The Navy has, however, granted medical exemption requests submitted by other personnel.

This disparity of treatment between medical and religious exemptions was constitutionally prohibited, O’Connor said:

As a brief preview, the vaccine mandate fails strict scrutiny. The mandate treats comparable secular activity (e.g., medical exemptions) more favorably than religious activity.

The service members who filed the lawsuit represent more than 350 collective years of military service, and more than 100 combat deployments. When they inquired about seeking religious accommodation for the vaccine, the Navy informed many of them that they could face court-martial or involuntary separation if they refused to take the vaccine.

According to the First Liberty Institute, the public interest law firm representing the service members, each of the denials appeared to be identical, suggesting the Navy had not taken any of the religious exemption requests seriously.

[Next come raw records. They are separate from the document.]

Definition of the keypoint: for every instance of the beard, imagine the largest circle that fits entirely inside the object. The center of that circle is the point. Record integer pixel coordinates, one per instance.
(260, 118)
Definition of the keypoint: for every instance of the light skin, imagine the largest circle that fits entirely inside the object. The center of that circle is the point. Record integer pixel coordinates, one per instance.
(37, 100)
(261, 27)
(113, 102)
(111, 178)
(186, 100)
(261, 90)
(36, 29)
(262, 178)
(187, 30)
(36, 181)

O’Connor made note of this in his order, calling the process for seeking a religious exemption nothing more than “theater,” stating that the Navy “merely rubber-stamps each denial,” and stressing that “the record overwhelmingly demonstrates that the Navy’s religious-accommodation process is an exercise in futility.”

“The Navy service members in this case seek to vindicate the very freedoms they have sacrificed so much to protect,” O’Connor wrote, adding:

The COVID-19 pandemic provides the government no license to abrogate those freedoms. There is no COVID-19 exception to the First Amendment. There is no military exclusion from our Constitution.

Mike Berry, general counsel for First Liberty Institute, said:

Forcing a service member to choose between their faith and serving their country is abhorrent to the Constitution and America’s values … . Punishing SEALs for simply asking for a religious accommodation is purely vindictive and punitive. 

We’re pleased that the court has acted to protect our brave warriors before more damage is done to our national security.

The next stop in the litigation is likely to be an appeal by the Department of Defense and the Biden administration to the U.S. Court of Appeals for the 5th Circuit.

Other federal court challenges to various COVID-19 vaccine mandates are ongoing.

On Jan. 7, the Supreme Court is set to hear oral arguments in a set of high-profile, consolidated cases on the Biden administration’s vaccine mandates for private-sector entities with 100 or more employees, and for health care facilities that receive Medicaid and Medicare funding.

The Heritage Foundation, a petitioner in the case challenging the private-sector vaccine mandate, has asked the court to invalidate the government’s order. (The Daily Signal is the news outlet of The Heritage Foundation.)

While the Jan. 3 victory applies only to the named naval personnel in the lawsuit and not to the entire vaccine mandate issued by the Department of Defense, for religious freedom advocates and faithful Americans, the victory is a breath of fresh air and a much-needed reminder that individuals who have selflessly committed themselves to the defense of the Constitution and its enshrined liberties are sometimes the very people whose rights need defending the most.